Imagen: Alfredo Marín
A la vejez se ha de llegar con huellas en todo el cuerpo de lo que nos vivió; ha de llegarse siendo las balas y el francotirador, las lágrimas de muerte y el inhábil en la lejanía, las cartas de amor leídas y los deseos que nunca nos fueron revelados. La vejez queda al otro lado de las fronteras de la guerra y nadie sabe si llegará a rebasarlas cuando de joven se enlista.
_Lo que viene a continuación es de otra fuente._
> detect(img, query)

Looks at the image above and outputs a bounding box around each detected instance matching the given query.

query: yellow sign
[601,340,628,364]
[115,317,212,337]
Alguien me habló del terreno hostil en donde crecen los olivos y tan pronto terminó vi hacia mis pies y comprobé que bajo ellos ya no estaban la capas de cemento citadinas sino una barrera de resequedad que ni el agua podría atravesar. Respiré con calma y ausculté el horizonte para saberme acompañado. Parece la muerte, pensé. En principio aseguré estar solo y que quién me había hablado se había evaporado hasta que, hacia mi occidente, vi su mano saludarme en la lejanía. Y digo que su mano porque éramos las dos últimas personas sobre el mundo. A lo mejor éramos los dos primeros olivos pero no tengo cómo probarlo. Me concentré un poco más y oí su voz: me cantaba. Supe entonces que estaba sembrado para siempre allí y que su voz venía con el viento siendo él, que me rodeaba y acariciaba mis frutos, que probaba la fuerza de mis raíces ignorándolas. Supe que era un olivo viejo atravesado por la vida y por la muerte, en donde los enamorados se citaron para mirarse a los ojos, a través de mi tronco, sin decir nada.
Llegar a viejos sanos y salvos no cuenta para decir que se vivió. A la vejez se ha de llegar resucitado a dejar nuestra primera huella en el camino de los temerarios que no le temen a la muerte.